We also advise that sweet apricot kernels, bitter almond kernels and powdered forms* are not eaten as the same toxic chemical can be present in these also.

The risk

Bitter apricot kernels, and bitter almond kernels, contain high amounts of the naturally-occurring substance called amygdalin that contributes to the bitter taste. This changes to the toxin cyanide after people eat the kernels. Variable amounts of amygdalin will also be present in the sweet apricot kernels.

Cyanide is a poisonous chemical that can cause nausea, fever, headaches, insomnia, thirst, lethargy, nervousness, joint and muscle aches and pains, falling blood pressure, and in extreme cases can be fatal.

Products that can be eaten

Our advice only applies to raw, unprocessed apricot kernels, bitter almond kernels and powdered forms of them.

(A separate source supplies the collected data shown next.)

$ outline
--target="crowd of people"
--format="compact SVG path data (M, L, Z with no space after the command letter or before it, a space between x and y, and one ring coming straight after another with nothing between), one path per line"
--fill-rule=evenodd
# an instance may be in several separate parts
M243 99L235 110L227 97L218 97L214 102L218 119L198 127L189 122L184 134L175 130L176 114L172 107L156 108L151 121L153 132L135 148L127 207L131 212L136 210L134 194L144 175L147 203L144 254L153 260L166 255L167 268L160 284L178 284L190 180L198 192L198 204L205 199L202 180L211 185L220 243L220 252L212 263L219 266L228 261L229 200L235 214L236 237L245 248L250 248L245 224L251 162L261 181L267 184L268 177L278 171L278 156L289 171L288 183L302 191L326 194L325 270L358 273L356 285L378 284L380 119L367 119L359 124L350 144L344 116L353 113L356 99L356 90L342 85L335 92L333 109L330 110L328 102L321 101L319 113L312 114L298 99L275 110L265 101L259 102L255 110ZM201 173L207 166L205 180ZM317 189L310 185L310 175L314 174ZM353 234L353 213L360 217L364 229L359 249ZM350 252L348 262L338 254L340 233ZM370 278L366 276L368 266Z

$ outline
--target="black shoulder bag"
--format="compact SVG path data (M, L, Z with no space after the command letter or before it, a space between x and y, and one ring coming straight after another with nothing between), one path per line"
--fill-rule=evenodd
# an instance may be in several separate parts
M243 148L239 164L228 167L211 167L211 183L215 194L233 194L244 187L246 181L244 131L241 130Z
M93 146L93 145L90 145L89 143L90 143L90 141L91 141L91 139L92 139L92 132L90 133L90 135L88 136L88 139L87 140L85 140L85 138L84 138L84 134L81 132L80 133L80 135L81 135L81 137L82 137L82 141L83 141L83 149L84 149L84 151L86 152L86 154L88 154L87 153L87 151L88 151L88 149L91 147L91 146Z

Apricot kernels and bitter almond kernels can be used as flavouring in some foods, such as persipan paste. These flavoured products are safe to eat because* the kernels have undergone heat treatment or another type of relevant processing, and this means there are no harmful risks from cyanide.

The study

The European Food Safety Authority (EFSA) study looked at the risks to human health from apricot kernels. Based on cyanide levels, typically present from raw apricot kernels, EFSA concluded that an adult who eats less than half of a large kernel could exceed the safe level. For toddlers the amount would be about half of one small kernel. EFSA also concluded that it was not possible to distinguish between the bitter and sweet varieties of apricot kernels. Scientific literature also shows that cyanide levels in raw bitter almond kernels are similar to apricot kernels and so the same advice would apply.

The EFSA news story and opinion can be found via the link on this page.


Further information

We had previously assessed health risks from bitter apricot kernels and published advice about eating them. This advice has now been updated following the EFSA scientific opinion. In addition, we will be considering what further precautionary measures may be necessary in future discussions with the European Commission and other member states.